When the arguments are properly before the court, Chief Justice John Roberts and Associate Justices Amy Coney Barrett, Neil Gorsuch, Ketanji Brown Jackson, Elena Kagan, Brett Kavanaugh and Sonia Sotomayor will have both a constitutional obligation and a statutory obligation to enforce recusal standards.
Indeed, there is even a compelling argument based on case law that Chief Justice Roberts and the other, unaffected justices should raise the matter of recusal on their own (or sua sponte). Numerous circuit courts have agreed with the Eighth Circuit that this is the right course of action when members of an appellate court are aware of “overt acts” of a judge reflecting personal bias. Cases like this stand for the idea that appellate jurists who see something should say something instead of placing all the burden on parties in a case who would have to risk angering a judge by bringing up the awkward matter of potential bias and favoritism on the bench.
But even if no member of the court raises the issue of recusal, the urgent need to deal with it persists. Once it is raised, the court would almost surely have to find that the due process clause and Section 455 compel Justices Alito and Thomas to recuse themselves. To arrive at that substantive conclusion, the justices need only read their court’s own recusal decisions. . . .

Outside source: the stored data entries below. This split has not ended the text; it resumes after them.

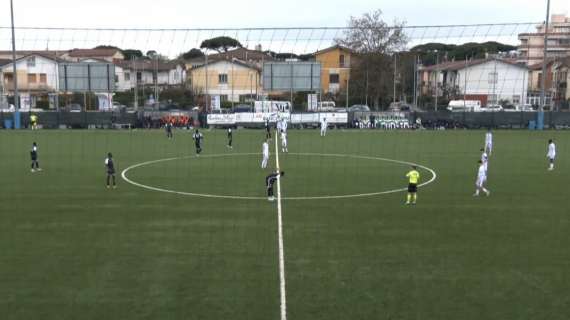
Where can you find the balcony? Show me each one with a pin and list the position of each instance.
(9, 86)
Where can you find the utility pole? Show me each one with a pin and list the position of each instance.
(347, 90)
(416, 81)
(15, 76)
(544, 59)
(207, 93)
(395, 75)
(436, 77)
(465, 88)
(134, 77)
(156, 80)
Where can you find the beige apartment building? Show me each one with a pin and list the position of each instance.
(531, 46)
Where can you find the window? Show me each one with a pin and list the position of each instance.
(222, 78)
(493, 77)
(334, 78)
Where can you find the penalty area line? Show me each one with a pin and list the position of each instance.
(280, 235)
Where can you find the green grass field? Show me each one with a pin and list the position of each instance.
(72, 249)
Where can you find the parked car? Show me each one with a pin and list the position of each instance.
(492, 108)
(240, 108)
(73, 107)
(399, 107)
(359, 108)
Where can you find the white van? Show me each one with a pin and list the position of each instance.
(272, 106)
(327, 106)
(464, 105)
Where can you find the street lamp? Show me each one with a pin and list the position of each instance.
(545, 56)
(436, 77)
(15, 75)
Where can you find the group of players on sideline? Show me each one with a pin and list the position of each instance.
(270, 180)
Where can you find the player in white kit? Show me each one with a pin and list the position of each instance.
(481, 179)
(551, 155)
(284, 142)
(485, 160)
(489, 142)
(265, 152)
(324, 127)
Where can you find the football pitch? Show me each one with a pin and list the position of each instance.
(186, 237)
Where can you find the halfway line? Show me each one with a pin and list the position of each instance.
(280, 227)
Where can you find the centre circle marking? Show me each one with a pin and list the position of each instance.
(216, 196)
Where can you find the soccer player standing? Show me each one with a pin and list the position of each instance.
(284, 142)
(489, 142)
(34, 121)
(168, 127)
(413, 177)
(198, 137)
(230, 138)
(270, 182)
(265, 152)
(34, 157)
(110, 166)
(324, 127)
(267, 129)
(485, 159)
(551, 155)
(481, 179)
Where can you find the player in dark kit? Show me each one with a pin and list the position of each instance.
(110, 166)
(270, 182)
(198, 137)
(230, 138)
(168, 127)
(34, 157)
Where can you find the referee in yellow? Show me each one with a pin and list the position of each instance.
(414, 178)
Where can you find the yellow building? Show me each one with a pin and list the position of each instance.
(232, 80)
(335, 68)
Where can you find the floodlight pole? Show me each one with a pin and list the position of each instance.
(15, 76)
(544, 59)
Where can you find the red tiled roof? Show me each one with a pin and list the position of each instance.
(146, 65)
(458, 65)
(242, 54)
(92, 52)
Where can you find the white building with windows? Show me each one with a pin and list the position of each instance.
(490, 80)
(233, 80)
(37, 76)
(129, 74)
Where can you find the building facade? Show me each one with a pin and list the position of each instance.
(233, 80)
(130, 74)
(531, 46)
(490, 81)
(37, 80)
(335, 68)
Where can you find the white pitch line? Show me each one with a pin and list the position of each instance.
(280, 226)
(234, 197)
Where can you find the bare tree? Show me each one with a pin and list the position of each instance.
(373, 43)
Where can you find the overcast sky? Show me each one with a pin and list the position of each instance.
(257, 13)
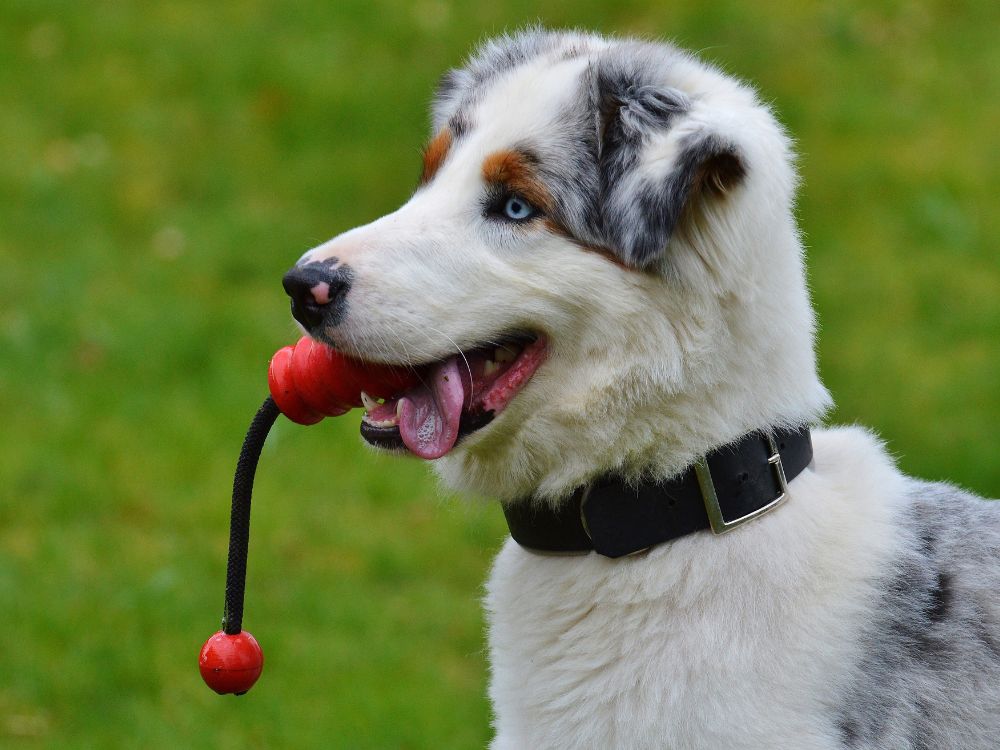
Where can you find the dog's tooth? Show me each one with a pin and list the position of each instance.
(368, 402)
(504, 356)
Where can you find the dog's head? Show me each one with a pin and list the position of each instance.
(598, 270)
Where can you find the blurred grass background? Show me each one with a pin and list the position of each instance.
(162, 164)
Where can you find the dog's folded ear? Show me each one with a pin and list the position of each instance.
(658, 163)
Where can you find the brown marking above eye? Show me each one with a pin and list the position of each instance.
(435, 153)
(514, 172)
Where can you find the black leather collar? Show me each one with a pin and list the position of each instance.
(731, 485)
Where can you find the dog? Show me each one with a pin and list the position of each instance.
(600, 281)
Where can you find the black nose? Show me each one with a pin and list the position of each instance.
(318, 292)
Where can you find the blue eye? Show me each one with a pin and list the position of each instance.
(517, 208)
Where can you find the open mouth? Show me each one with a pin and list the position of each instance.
(456, 397)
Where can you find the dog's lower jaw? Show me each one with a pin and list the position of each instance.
(547, 453)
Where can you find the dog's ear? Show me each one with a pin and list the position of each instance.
(658, 164)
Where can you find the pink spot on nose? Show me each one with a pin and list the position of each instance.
(321, 293)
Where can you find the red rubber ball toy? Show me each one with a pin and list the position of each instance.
(231, 663)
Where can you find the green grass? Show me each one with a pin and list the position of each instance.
(161, 164)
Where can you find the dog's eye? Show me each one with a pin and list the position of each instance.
(517, 208)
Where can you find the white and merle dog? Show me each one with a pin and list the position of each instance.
(601, 280)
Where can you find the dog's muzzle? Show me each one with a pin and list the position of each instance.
(318, 290)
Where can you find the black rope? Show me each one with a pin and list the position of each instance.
(239, 522)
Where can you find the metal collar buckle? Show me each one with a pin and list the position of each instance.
(718, 522)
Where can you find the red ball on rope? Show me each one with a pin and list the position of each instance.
(308, 381)
(231, 663)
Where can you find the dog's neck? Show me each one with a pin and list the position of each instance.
(726, 488)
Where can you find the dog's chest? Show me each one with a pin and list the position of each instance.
(599, 660)
(738, 642)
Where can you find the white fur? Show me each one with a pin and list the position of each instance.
(679, 646)
(747, 640)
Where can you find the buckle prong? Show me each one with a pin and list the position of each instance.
(718, 522)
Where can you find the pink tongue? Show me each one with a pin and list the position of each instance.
(429, 414)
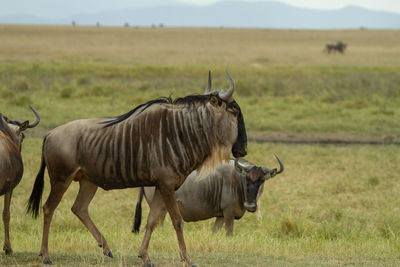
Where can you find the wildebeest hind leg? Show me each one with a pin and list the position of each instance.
(229, 219)
(168, 195)
(152, 219)
(6, 221)
(87, 190)
(57, 191)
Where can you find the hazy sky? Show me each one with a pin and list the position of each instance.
(387, 5)
(65, 8)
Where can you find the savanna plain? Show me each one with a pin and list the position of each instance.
(333, 205)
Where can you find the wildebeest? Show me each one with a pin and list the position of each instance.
(158, 143)
(11, 165)
(338, 46)
(225, 194)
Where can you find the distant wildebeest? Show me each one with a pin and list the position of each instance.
(11, 165)
(338, 46)
(225, 194)
(158, 143)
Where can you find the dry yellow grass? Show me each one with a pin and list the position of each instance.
(195, 46)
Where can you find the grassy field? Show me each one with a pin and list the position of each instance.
(333, 205)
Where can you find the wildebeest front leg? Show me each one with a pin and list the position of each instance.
(168, 195)
(152, 220)
(87, 190)
(229, 219)
(219, 221)
(6, 222)
(56, 193)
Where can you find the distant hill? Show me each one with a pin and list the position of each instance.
(229, 14)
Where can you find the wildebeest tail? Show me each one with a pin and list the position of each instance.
(37, 191)
(138, 212)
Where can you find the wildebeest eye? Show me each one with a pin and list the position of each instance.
(214, 100)
(233, 110)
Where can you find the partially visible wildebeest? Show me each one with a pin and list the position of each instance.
(158, 143)
(338, 46)
(11, 166)
(225, 194)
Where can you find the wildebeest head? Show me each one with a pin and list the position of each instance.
(255, 178)
(15, 128)
(225, 99)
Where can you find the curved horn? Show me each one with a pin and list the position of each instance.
(37, 120)
(208, 89)
(232, 84)
(281, 167)
(227, 94)
(265, 170)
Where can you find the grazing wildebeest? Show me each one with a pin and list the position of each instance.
(11, 166)
(158, 143)
(338, 46)
(225, 194)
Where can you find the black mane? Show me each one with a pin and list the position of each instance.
(189, 100)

The federal statute on disqualification, Section 455(b), also makes recusal analysis directly applicable to bias imputed to a spouse’s interest in the case. Ms. Thomas and Mrs. Alito (who, according to Justice Alito, is the one who put up the inverted flag outside their home) meet this standard. A judge must recuse him- or herself when a spouse “is known by the judge to have an interest in a case that could be substantially affected by the outcome of the proceeding.”